The calculation of result depends on a previous addition to result and a multiplication that can be done in parallel. The addition has a lower latency than the multiplication, so it does not limit the computation.
In more detail, what will typically happen for the floating-point operations in the CPU (ignoring loads, integer operations, and so on) is something like:
- Cycle 0:
a[i] * xpwr will be started (for i = 0).
- Cycle 0:
result += a[i] * xpwr cannot be started because it has to wait for a[i] * xpwr.
- Cycle 0:
x * xpwr is started. (I assume we can start both of these in cycle 0 because the text says the capacity for issuing multiplications is 2 per cycle.
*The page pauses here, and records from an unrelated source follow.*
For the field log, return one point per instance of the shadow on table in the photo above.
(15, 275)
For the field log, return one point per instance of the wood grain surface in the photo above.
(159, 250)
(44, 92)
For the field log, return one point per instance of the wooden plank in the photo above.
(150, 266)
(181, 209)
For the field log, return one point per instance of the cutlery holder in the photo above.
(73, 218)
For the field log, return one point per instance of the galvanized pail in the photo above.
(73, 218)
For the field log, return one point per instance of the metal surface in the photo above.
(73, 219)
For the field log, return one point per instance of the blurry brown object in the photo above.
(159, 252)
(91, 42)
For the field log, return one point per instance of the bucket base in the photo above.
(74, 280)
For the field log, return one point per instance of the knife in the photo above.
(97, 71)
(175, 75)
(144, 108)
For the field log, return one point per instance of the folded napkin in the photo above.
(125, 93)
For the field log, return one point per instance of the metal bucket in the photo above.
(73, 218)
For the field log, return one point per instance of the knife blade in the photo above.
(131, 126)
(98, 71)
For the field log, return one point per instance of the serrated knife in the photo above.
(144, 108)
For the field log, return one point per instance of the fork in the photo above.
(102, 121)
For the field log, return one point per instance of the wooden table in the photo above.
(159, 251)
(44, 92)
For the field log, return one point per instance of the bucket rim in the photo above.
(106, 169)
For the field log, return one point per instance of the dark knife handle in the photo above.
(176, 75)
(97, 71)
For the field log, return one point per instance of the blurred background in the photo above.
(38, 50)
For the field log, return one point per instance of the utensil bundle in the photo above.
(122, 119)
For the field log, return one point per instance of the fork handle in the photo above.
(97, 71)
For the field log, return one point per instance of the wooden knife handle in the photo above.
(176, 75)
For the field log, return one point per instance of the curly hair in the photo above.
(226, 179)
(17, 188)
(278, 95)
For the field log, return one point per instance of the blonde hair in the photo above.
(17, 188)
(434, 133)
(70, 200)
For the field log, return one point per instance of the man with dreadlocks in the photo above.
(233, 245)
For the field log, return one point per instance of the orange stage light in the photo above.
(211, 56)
It also says there has to be 1 cycle between issuing independent operations, but I do not see the sense of that given the capacity is 2 per cycle.)
- Cycle 5:
a[i] * xpwr and x * xpwr finish.
- Cycle 5:
result += a[i] * xpwr is started (for i = 0).
- Cycle 5:
a[i] * xpwr is started (for i = 1).
- Cycle 5:
x * xpwr is started.
- Cycle 8:
result += a[i] * xpwr finishes.
- Cycle 8:
result += a[i] * xpwr (for i = 1) cannot start because its xpwr is not available.
- Cycle 10:
a[i] * xpwr and x * xpwr finish.
- Cycle 10:
result += a[i] * xpwr is started (for i = 1).
- Cycle 10:
a[i] * xpwr is started (for i = 2).
- Cycle 10:
x * xpwr is started.
- Cycle 13:
result += a[i] * xpwr finishes.
Then everything repeats on a five-cycle period.
In problem 5.6, result = a[i] + x*result means that, after we get the previous value of result, it takes five cycles to compute x*result, and we cannot start the addition until we have the result of that multiplication. Then it takes three cycles to compute a[i] + x*result, so it takes eight cycles from getting one result to getting the next one.